Let's do something that slick lawyers hope we never do -- stop and think. Death and injuries are caused by many things: electricity, boats, knives, matches, vaccinations, etc., etc.
Next week: Thomas explains why "consumer activists" who warn the public of the risks of selling their one good kidney, are just power-seeking egotists.
While the real purpose of Mel Gibson's movie is to "confront believers with their unworthiness," those who aren't spiritually attuned may see it as a warning to keep their mouths shut about the Bush plan to have the U.S. military kidnap Gavin Newsom, force him to resign, and then dump him in the Central African Republic; others may see the film as reminder of what happens to those who oppose Dick Cheney.

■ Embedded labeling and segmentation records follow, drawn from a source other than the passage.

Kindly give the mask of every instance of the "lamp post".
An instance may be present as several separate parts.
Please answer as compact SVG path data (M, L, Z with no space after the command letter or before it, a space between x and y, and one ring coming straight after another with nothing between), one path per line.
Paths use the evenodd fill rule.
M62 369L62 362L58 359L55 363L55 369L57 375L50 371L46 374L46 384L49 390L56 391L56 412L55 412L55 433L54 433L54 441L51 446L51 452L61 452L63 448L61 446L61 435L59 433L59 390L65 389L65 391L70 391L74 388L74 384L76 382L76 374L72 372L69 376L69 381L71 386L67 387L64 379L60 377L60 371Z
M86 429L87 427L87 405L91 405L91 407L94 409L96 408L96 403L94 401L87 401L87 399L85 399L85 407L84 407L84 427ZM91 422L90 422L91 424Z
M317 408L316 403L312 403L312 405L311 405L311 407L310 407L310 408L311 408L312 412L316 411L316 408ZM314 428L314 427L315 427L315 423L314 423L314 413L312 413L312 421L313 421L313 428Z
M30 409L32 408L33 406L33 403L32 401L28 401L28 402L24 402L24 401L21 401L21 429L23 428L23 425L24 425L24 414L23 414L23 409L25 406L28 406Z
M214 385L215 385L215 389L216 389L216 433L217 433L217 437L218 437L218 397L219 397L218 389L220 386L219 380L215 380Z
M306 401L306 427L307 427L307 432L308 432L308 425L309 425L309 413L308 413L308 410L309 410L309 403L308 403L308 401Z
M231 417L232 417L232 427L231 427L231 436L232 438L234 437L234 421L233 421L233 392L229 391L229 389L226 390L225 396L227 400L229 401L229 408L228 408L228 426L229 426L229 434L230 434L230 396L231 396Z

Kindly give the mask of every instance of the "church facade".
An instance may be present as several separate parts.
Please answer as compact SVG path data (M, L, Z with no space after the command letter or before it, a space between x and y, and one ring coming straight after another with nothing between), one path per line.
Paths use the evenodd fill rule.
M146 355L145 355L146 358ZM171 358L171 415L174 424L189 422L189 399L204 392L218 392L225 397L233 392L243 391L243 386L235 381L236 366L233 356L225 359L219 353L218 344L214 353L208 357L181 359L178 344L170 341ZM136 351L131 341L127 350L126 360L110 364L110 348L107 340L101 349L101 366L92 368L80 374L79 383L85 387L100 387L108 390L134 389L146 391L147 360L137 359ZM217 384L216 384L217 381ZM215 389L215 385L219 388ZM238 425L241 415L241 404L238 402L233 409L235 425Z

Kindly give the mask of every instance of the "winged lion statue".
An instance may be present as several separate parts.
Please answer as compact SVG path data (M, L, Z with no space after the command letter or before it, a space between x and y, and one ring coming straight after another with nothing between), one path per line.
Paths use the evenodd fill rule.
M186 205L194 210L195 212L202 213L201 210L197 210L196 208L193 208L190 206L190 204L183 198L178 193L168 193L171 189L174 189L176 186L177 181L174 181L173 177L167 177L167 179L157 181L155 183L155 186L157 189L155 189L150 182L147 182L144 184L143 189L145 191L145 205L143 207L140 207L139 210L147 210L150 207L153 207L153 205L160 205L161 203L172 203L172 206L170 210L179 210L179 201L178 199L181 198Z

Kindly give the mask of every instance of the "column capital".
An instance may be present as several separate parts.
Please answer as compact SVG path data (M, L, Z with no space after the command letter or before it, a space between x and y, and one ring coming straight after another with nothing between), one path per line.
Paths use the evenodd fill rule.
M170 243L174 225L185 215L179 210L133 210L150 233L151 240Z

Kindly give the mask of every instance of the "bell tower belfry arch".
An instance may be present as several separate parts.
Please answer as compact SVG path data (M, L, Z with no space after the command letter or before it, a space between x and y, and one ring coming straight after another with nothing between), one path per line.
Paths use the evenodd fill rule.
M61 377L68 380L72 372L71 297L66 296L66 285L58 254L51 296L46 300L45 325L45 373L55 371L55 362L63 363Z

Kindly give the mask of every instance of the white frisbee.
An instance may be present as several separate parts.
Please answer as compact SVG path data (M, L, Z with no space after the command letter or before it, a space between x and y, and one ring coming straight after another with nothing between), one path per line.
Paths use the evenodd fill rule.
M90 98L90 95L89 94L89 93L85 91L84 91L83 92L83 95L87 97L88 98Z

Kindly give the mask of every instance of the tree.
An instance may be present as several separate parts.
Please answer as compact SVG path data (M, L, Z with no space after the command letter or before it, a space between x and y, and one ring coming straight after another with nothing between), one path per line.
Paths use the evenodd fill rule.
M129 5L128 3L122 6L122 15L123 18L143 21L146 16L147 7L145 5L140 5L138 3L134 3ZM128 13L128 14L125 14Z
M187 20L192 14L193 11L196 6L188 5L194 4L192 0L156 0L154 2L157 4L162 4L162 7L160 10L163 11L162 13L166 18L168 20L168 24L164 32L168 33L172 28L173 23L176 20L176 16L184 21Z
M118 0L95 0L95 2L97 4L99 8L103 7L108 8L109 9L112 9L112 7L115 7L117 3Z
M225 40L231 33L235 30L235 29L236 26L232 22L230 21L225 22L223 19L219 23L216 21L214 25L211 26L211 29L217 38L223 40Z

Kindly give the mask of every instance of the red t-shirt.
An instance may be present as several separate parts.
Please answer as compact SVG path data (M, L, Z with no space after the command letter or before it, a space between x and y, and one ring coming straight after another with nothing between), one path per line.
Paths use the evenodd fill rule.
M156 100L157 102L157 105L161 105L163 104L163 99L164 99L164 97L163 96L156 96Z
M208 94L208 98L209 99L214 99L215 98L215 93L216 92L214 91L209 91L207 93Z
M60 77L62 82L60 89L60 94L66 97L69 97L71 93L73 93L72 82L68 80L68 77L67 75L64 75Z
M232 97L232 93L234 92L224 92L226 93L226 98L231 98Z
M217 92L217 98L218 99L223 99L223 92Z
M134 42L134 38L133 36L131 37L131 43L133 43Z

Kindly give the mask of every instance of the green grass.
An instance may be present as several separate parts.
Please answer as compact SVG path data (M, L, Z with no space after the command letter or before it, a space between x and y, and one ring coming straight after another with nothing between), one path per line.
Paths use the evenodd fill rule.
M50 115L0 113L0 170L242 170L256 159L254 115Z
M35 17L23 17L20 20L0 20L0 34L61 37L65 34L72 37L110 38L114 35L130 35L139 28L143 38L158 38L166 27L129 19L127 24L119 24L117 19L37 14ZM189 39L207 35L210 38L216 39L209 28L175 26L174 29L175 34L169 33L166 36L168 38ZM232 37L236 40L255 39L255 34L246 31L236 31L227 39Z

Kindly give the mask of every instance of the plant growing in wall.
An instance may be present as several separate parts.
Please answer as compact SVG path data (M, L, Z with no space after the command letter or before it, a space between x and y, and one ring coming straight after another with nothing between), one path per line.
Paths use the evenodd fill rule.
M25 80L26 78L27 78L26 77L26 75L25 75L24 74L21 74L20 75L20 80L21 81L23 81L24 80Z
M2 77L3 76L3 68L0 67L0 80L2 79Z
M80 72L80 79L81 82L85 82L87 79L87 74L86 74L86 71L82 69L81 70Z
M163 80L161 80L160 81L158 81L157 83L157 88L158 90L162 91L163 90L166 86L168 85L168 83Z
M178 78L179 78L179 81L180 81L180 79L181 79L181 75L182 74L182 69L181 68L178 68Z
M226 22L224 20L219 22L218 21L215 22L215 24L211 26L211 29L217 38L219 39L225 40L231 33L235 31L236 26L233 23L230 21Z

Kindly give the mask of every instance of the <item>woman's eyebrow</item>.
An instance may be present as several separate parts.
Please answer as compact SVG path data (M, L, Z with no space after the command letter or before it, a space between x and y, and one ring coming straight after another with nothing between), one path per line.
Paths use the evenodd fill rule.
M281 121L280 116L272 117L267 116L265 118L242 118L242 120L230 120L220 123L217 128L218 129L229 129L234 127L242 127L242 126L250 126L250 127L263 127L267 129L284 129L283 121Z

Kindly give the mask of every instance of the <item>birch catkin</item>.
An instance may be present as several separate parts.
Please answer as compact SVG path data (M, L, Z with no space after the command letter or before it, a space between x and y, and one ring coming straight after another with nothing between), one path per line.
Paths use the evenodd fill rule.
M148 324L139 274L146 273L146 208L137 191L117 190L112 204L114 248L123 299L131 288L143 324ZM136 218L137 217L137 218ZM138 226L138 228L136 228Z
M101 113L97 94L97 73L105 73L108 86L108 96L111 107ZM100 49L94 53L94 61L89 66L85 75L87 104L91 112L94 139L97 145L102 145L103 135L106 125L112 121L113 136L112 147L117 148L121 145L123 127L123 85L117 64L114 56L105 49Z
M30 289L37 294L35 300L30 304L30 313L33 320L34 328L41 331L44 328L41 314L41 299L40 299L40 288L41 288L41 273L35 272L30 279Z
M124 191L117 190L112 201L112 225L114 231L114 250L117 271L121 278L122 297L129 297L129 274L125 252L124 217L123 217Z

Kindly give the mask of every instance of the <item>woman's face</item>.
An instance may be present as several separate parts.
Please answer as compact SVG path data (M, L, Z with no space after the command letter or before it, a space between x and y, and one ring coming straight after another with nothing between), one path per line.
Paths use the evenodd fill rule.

They may see a story of a dissenter who paid for his dissent with his life. The unjust mistreatment of Jesus will bring home the cost of nonconformity and daring to speak truth to power. Many may emerge from the film with their courage weakened and with second thoughts about the wisdom of questioning authority.
The public airwaves are so polluted that Linda can no longer give freebie transistor radios to her granddaughter, and so will have to actually buy the kid presents from now on. Linda blames the culture wars. Oh, and won't somebody please think of the children being corrupted by hearing rap or Rush Limbaugh while stopped at red lights?
Even when parents try to protect their children, they can't do so 24 hours a day. What happens when the kids are at school or playing at friends' houses? What happens when they're in the back seat of the family station wagon stopped at a red light and the guy in the next car is blaring Fifty Cent or the Greaseman.
Ben read the winning entries in TBOGG's Happy, Nice, Bush Slogan Contest (which was based on Ben's last column), and realized that he's been wasting his life. He is currently in Cancun, drinking shots off the breasts of drunken sororiety girls.
At least, that's my theory.
More later today, to include a shocking expose about Bill O'Reilly, Rush Limbaugh, and Rebecca Hagelin -- Matt Drudge says that I am investigating the possible rumor that the three pundits had group sex with some barnyard animals, and now want a marriage license. Developing . . .after I get some sleep.
UPDATE: Be sure to read Alex's comment on Walter E. Williams post about "what if a man wanted to marry his cow" column, about how a farmer or pet owner's rights in regard to his cow or dog outstrip those provided upfront to a homosexual and his same-sex mate. See also the Pandagon post responding to Walter's claim that if we just cut employer-offered insurance for everyone and give them $200, the gays can't complain about being denied any rights.
And when I went to bed in the early A.M., Ben Shapiro's Townhall piece hadn't been posted yet, leading to my speculation that Ben was off on spring break, engaging in some wild hedonism. But from TBOGG we learn that actually Ben is just out getting coeds to talk dirty to him in the guise of conducting research for the column.
Other than the parts TBOGG cited, my favorite bit is where Ben explains that while his slut friend "Janie" may SEEM to be okay despite having had 5 sexual partners since the age of 15, she's actually experiencing severe mental problems, as demonstrated by the fact that she doesn't believe in God's law:
While she believes in God, she doesn't believe in God-given rules for living. Her agnosticism often borders on depression.
Hey, I think some electro-shock therapy might be just what Janie needs to help her with her illness.